Note: Knowingly selling or giving away resources to meet the SSI resource limit may make applicants ineligible for benefits for up to 36 months.

How to Apply for SSI

The SSI application process differs depending on applicants’ ages. Adults and some seniors are able to apply for SSI online or in person if they meet the following criteria:

  • They are disabled.
  • They are between 18 and 65 years of age.
  • They have never been married.
  • They are not blind.
  • They are U.S. citizens residing in the country.
  • They have not previously applied for benefits.
  • They are applying for SSI at the same time as Social Security disability.

SSI benefit applications are not yet available online for children applicants (i.e., applicants younger than 18 years old). If senior applicants are applying for Supplemental Security Income for their children or grandchildren, they can follow these steps to apply properly:

  1. Determine if your child is eligible for SSI and will benefit from it. The child disability starter kit can help you decide whether the benefits offered by the SSA are right for your child.
  2. Contact Social Security by phone or in person as soon as possible to begin filling out the application. For children applications, you will need to complete an application for Supplemental Security Income and a child disability report that asks for information regarding your child’s condition. The report is available online, but the application is not.
  3. Ask your child’s doctor to sign the report. The doctor’s signature enables the SSA to make a decision on the child’s benefits claim.
  4. Return all documents to your local Social Security office and wait for results. Because the SSA must assess each claim individually, estimated times when you can expect to hear back from Social Security about your claim are unavailable.

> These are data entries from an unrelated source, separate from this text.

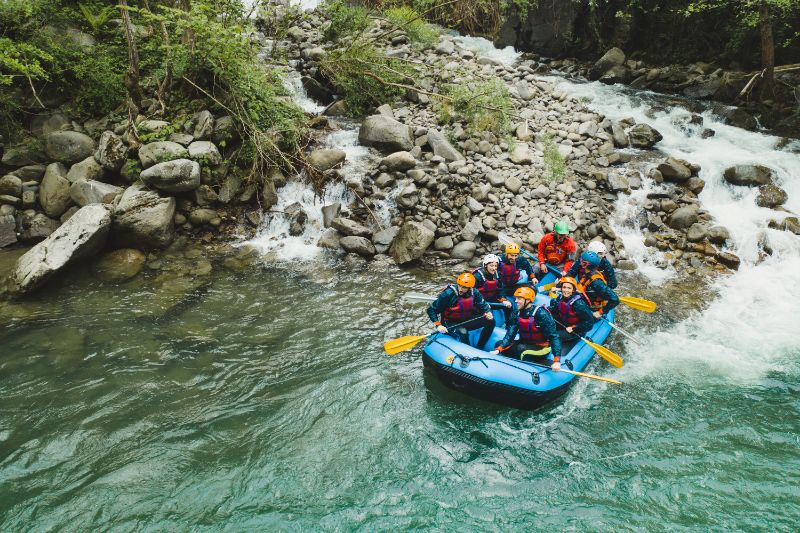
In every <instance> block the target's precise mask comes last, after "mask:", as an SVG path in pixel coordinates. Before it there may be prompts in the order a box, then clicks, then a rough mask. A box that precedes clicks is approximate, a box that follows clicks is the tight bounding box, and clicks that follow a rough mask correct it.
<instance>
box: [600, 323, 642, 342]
mask: <svg viewBox="0 0 800 533" xmlns="http://www.w3.org/2000/svg"><path fill="white" fill-rule="evenodd" d="M602 318H603V320H605V321H606V322H608V325H609V326H611V327H612V328H614V329H615V330H617V331H619V332H620V333H622V335H624V336H625V337H627V338H629V339H630V340H632V341H633V342H635V343H636V344H641V343H642V341H640V340H639V339H637V338H636V337H634V336H633V335H631V334H630V333H628V332H627V331H625V330H624V329H622V328H621V327H619V326H618V325H616V324H614V323H613V322H611V321H610V320H609V319H607V318H606V317H602Z"/></svg>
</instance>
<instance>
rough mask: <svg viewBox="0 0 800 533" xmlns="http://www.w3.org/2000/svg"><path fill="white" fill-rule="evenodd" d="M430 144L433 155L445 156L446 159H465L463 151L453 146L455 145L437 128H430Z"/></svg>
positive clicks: (439, 156)
mask: <svg viewBox="0 0 800 533" xmlns="http://www.w3.org/2000/svg"><path fill="white" fill-rule="evenodd" d="M428 145H430V147H431V150H433V155H438V156H439V157H444V158H445V160H446V161H460V160H462V159H464V156H463V155H462V154H461V152H459V151H458V150H456V149H455V148H453V145H452V144H450V141H448V140H447V137H445V136H444V135H443V134H442V133H441V132H439V131H437V130H434V129H430V130H428Z"/></svg>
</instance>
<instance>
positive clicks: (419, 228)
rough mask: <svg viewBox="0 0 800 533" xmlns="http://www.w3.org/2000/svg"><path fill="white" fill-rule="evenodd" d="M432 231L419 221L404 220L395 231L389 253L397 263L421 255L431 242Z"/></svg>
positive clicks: (426, 249)
mask: <svg viewBox="0 0 800 533" xmlns="http://www.w3.org/2000/svg"><path fill="white" fill-rule="evenodd" d="M434 236H435V235H434V233H433V232H432V231H431V230H429V229H428V228H426V227H425V226H423V225H422V224H421V223H419V222H406V223H405V224H403V226H402V227H401V228H400V231H399V232H397V236H396V237H395V239H394V242H392V246H391V247H390V248H389V253H390V254H391V255H392V257H393V258H394V260H395V262H396V263H397V264H398V265H402V264H405V263H409V262H411V261H414V260H416V259H419V258H420V257H422V254H424V253H425V250H427V249H428V247H429V246H430V245H431V244H432V243H433V239H434Z"/></svg>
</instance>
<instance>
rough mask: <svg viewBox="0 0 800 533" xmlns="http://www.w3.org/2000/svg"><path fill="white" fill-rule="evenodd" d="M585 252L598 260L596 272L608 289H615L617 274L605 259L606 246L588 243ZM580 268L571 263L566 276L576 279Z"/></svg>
mask: <svg viewBox="0 0 800 533" xmlns="http://www.w3.org/2000/svg"><path fill="white" fill-rule="evenodd" d="M586 251H588V252H594V253H596V254H597V256H598V257H599V258H600V266H598V267H597V271H598V272H600V273H601V274H602V275H603V277H604V278H606V285H608V287H609V288H611V289H616V288H617V274H616V273H615V272H614V267H613V266H611V261H609V260H608V259H607V258H606V254H607V253H608V249H607V248H606V245H605V244H603V242H602V241H592V242H590V243H589V246H587V247H586ZM580 268H581V264H580V263H579V262H575V263H572V266H571V267H570V269H569V272H567V276H570V277H573V278H574V277H577V276H578V272H579V271H580Z"/></svg>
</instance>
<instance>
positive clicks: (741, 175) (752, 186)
mask: <svg viewBox="0 0 800 533" xmlns="http://www.w3.org/2000/svg"><path fill="white" fill-rule="evenodd" d="M723 176H724V178H725V181H727V182H728V183H730V184H731V185H743V186H748V187H754V186H758V185H766V184H767V183H771V182H772V170H771V169H769V168H767V167H764V166H761V165H736V166H734V167H728V168H726V169H725V174H723Z"/></svg>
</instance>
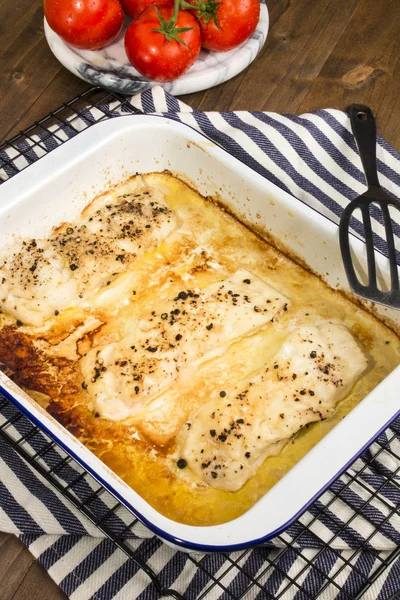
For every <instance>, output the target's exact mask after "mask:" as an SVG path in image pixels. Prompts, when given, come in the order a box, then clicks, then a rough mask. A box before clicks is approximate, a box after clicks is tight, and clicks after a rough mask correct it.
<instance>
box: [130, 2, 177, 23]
mask: <svg viewBox="0 0 400 600" xmlns="http://www.w3.org/2000/svg"><path fill="white" fill-rule="evenodd" d="M121 4H122V8H123V9H124V11H125V12H126V14H127V15H129V16H130V17H132V18H133V19H136V17H138V16H139V15H140V14H141V13H142V12H143V11H144V9H145V8H147V7H148V6H150V4H168V6H173V5H174V0H121Z"/></svg>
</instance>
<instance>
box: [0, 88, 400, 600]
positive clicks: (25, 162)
mask: <svg viewBox="0 0 400 600" xmlns="http://www.w3.org/2000/svg"><path fill="white" fill-rule="evenodd" d="M116 112H122V113H126V114H132V113H137V112H139V111H137V110H136V109H135V108H134V107H133V106H132V105H131V104H130V102H129V99H128V98H126V97H123V96H119V95H118V94H115V93H110V92H106V91H105V90H102V89H101V88H92V89H90V90H88V91H87V92H85V93H83V94H81V95H80V96H77V97H76V98H74V99H73V100H71V101H70V102H67V103H66V104H64V105H63V106H61V107H60V108H59V109H57V110H55V111H53V112H51V113H50V114H49V115H48V116H46V117H44V118H43V119H41V120H40V121H37V122H35V123H34V124H33V125H32V126H31V127H29V128H28V129H26V130H25V131H22V132H20V133H19V134H18V135H16V136H14V137H13V138H12V139H11V140H8V141H7V142H5V143H4V144H2V145H1V146H0V180H1V179H6V178H9V177H12V176H13V175H15V174H16V173H17V172H19V171H20V170H22V169H24V168H25V167H26V166H28V165H29V164H31V163H32V162H34V161H35V160H37V159H38V157H40V156H42V155H44V154H45V153H47V152H49V151H51V150H52V149H53V148H54V147H56V146H58V145H60V144H62V143H63V142H64V141H66V139H67V137H72V136H73V135H75V134H77V133H78V132H79V131H82V129H85V128H87V127H90V126H91V125H93V124H94V123H97V122H99V121H102V120H104V119H107V118H110V117H113V116H114V115H115V113H116ZM78 123H79V126H78ZM66 130H68V136H66V134H65V132H66ZM0 436H1V437H2V438H3V439H5V440H6V441H7V442H8V443H9V444H11V445H12V447H13V448H14V449H15V451H16V452H18V454H19V455H20V456H22V457H23V458H24V459H25V460H26V461H27V462H28V463H29V464H30V465H31V466H32V467H34V469H35V470H36V471H37V472H39V473H40V474H41V475H42V476H43V477H44V478H45V479H46V480H47V481H48V482H49V483H51V485H53V486H54V487H55V488H56V489H57V490H58V491H59V492H60V493H61V494H62V495H63V496H64V497H65V498H67V499H68V500H69V501H70V502H71V503H72V504H73V505H74V506H75V507H76V508H77V509H78V510H79V511H80V512H81V513H83V514H84V515H85V516H86V517H87V518H88V519H89V520H90V521H91V522H92V523H94V524H95V525H96V526H97V527H98V528H99V529H100V530H101V531H102V532H103V533H104V535H106V536H107V537H108V538H109V539H111V540H112V541H113V542H114V544H116V546H118V548H120V549H121V550H122V551H123V552H125V553H126V554H127V555H128V556H129V557H130V559H131V560H132V561H134V562H135V563H136V564H137V566H139V567H140V568H141V569H142V570H143V571H144V572H145V573H146V574H147V575H148V577H149V581H151V583H152V585H153V586H154V589H153V592H154V591H155V593H156V594H158V595H159V596H160V597H162V596H169V597H174V598H177V599H180V600H184V596H182V594H180V593H179V592H178V591H176V590H174V589H170V587H169V585H168V582H167V581H166V580H165V574H164V573H163V572H162V571H161V570H160V571H159V572H157V571H156V570H155V569H154V567H151V566H150V565H149V564H148V562H147V561H146V558H145V556H146V554H147V552H146V551H145V549H144V546H143V544H142V545H141V546H140V548H139V550H133V549H132V546H131V545H130V544H129V536H130V533H131V532H132V531H133V530H134V528H135V526H136V525H137V524H138V520H137V519H136V518H134V516H133V515H132V513H130V512H129V511H128V509H126V508H125V507H124V506H123V505H122V504H121V503H120V502H118V501H117V500H116V499H115V498H113V497H112V495H111V494H110V493H109V492H108V491H106V490H105V489H104V488H103V487H102V486H101V485H99V483H98V482H97V481H96V480H95V479H94V478H93V477H92V476H91V475H90V474H89V473H88V472H86V471H85V470H84V469H83V468H82V467H80V466H79V465H78V464H77V463H76V461H74V459H73V458H71V457H70V456H69V455H68V454H67V453H66V452H65V451H64V450H63V449H61V448H60V447H59V446H58V445H57V444H56V443H55V442H54V441H53V440H51V439H50V438H49V437H48V436H47V435H46V434H45V433H44V432H43V431H42V430H41V429H40V428H39V427H37V426H36V425H34V424H33V423H32V422H31V421H30V420H29V419H28V418H27V417H26V416H25V415H24V414H22V413H21V412H20V411H19V410H18V409H17V408H16V407H15V406H14V405H12V404H11V403H10V402H9V401H8V400H6V399H5V398H4V397H2V396H1V395H0ZM395 439H396V435H395V434H394V433H393V432H392V431H391V430H388V432H387V435H382V436H380V438H379V439H378V440H377V441H376V442H375V444H374V445H373V450H372V449H369V450H367V451H366V453H364V455H363V458H364V461H365V462H364V465H363V467H362V468H361V470H360V469H358V471H357V469H354V470H353V469H352V467H350V468H349V469H348V471H347V472H346V474H345V475H344V476H342V478H341V480H340V485H334V486H333V487H332V488H331V489H330V490H329V501H327V502H323V503H321V502H318V500H317V501H316V502H315V503H314V504H313V506H312V507H311V508H310V510H309V511H308V512H307V518H304V515H303V517H300V518H299V520H298V521H297V522H296V524H295V526H294V527H293V528H292V530H291V531H292V533H293V530H294V531H295V535H291V536H290V538H289V537H288V536H287V535H285V533H283V534H281V535H279V536H277V537H276V538H275V539H274V540H272V541H271V542H270V543H267V544H265V545H260V546H258V547H256V548H253V549H247V550H242V551H238V552H234V553H231V554H225V553H213V554H206V555H200V554H190V555H188V558H189V560H190V561H191V562H192V563H193V564H194V565H195V566H196V567H197V568H198V569H199V572H200V573H201V576H202V578H203V581H204V585H203V587H202V591H201V593H200V595H198V596H197V598H196V600H203V599H207V598H211V597H213V598H214V597H220V596H221V597H222V598H224V600H240V599H245V600H253V599H256V598H257V599H258V598H259V599H260V600H279V599H280V598H281V599H282V600H286V598H295V600H317V599H319V600H325V599H329V600H330V599H333V598H338V599H340V600H361V599H362V600H375V598H376V597H377V594H378V591H377V590H378V589H379V590H380V591H379V593H380V598H381V600H396V599H397V600H398V599H400V581H399V580H396V579H395V578H394V579H393V580H392V585H391V586H389V587H388V589H387V592H386V593H385V594H384V595H382V589H381V588H380V587H379V581H380V578H381V577H382V578H384V577H385V574H386V573H387V572H388V570H389V569H390V570H391V571H393V570H394V567H395V566H396V561H400V546H397V547H395V549H394V550H392V551H385V552H381V551H378V550H375V549H374V548H373V543H372V540H373V539H374V538H375V536H377V535H379V532H380V531H382V528H384V527H385V525H387V524H389V523H391V522H393V521H394V522H397V523H398V522H399V521H398V520H397V519H398V518H400V502H399V500H398V498H399V494H398V493H395V494H393V493H392V494H391V495H390V494H387V493H384V491H385V489H389V488H390V489H391V490H392V492H393V490H395V491H396V492H400V456H399V455H398V454H397V453H396V452H395V451H394V450H393V446H392V442H394V441H395ZM384 459H385V460H386V461H387V460H391V461H392V464H394V465H396V467H395V468H394V469H393V470H392V471H391V472H390V473H388V472H384V471H383V472H382V483H381V485H380V487H379V488H378V489H375V490H371V488H370V486H368V484H367V483H365V480H364V478H363V477H361V476H362V474H363V472H364V471H365V472H367V471H368V468H369V466H370V465H371V464H372V462H376V461H377V460H378V461H381V462H382V461H383V462H385V460H384ZM336 483H337V482H336ZM355 483H356V484H357V486H359V487H360V488H361V489H362V503H361V504H360V505H358V506H357V508H356V509H354V507H352V508H350V509H349V510H348V511H347V513H346V514H348V518H347V519H346V520H345V521H341V522H340V523H339V524H338V523H336V522H335V519H334V514H335V505H336V504H337V503H345V504H346V503H347V502H346V499H347V495H346V493H347V492H348V491H349V488H350V486H351V485H352V484H355ZM388 498H390V499H388ZM396 499H397V502H396ZM377 507H378V510H376V509H377ZM378 514H379V515H381V516H377V515H378ZM360 518H362V519H364V521H365V522H366V523H367V525H368V532H369V533H368V537H366V538H365V539H363V541H362V542H359V543H358V545H357V546H356V547H355V548H354V549H353V550H347V551H345V552H343V551H342V550H336V549H335V541H337V540H338V539H347V540H349V539H350V540H354V539H355V535H354V530H355V528H356V523H357V521H358V520H359V519H360ZM321 522H322V523H325V524H327V528H326V530H327V531H329V535H325V536H324V537H322V536H320V535H319V534H317V533H316V531H315V525H316V524H317V523H321ZM157 543H158V544H160V542H159V541H158V540H157V538H156V537H155V536H153V537H151V538H149V539H148V540H147V541H146V542H145V544H144V545H145V547H146V548H148V546H149V545H152V544H153V545H154V544H157ZM251 553H252V554H253V555H254V554H255V555H256V556H257V558H258V562H257V564H258V565H261V566H259V567H258V568H257V569H256V570H255V569H254V567H253V566H251V565H252V564H254V561H253V562H251V561H250V560H249V557H250V554H251ZM362 556H367V557H368V560H369V564H370V568H369V569H368V575H366V574H365V572H366V571H365V569H360V568H359V566H358V565H359V559H360V557H362ZM294 563H295V564H296V569H295V572H293V569H291V568H288V565H293V564H294ZM326 564H329V565H332V567H331V568H330V569H326V568H324V567H323V565H326ZM249 565H250V566H249ZM333 565H334V566H333ZM218 567H219V568H218ZM310 574H312V578H311V579H312V581H313V584H312V585H310V583H309V581H310V577H309V576H310ZM237 575H240V577H238V576H237ZM350 575H351V579H352V584H351V586H350V587H349V586H347V588H346V589H345V586H344V585H343V582H344V581H348V579H349V577H350ZM232 581H234V582H235V585H234V586H232V585H230V582H232ZM277 581H278V582H279V585H278V586H277Z"/></svg>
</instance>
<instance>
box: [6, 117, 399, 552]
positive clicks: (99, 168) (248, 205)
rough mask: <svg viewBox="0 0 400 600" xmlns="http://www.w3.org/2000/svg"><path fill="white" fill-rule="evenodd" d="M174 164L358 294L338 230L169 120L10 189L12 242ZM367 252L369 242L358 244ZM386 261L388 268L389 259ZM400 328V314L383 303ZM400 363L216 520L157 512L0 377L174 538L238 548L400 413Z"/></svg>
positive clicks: (151, 526) (269, 535)
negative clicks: (255, 504) (295, 455)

Applicants 65 years of age and older may apply by calling the SSA at 1-800-772-1213 or 1-800-325-0778 if they have hearing problems. Older applicants may also visit their local Social Security office by calling to make an appointment.

Qualified applicants of any age are encouraged to apply immediately to ensure they maintain their benefits. Appointments made by phone to apply for SSI may be considered the application filing date if applicants submit applications within 60 days of the call.

Note: Anyone may make appoints for applicants or assist with their application for SSI benefits by completing their forms, accompanying them to the Social Security office, interpreting for them and taking them to required medical appointments or tests.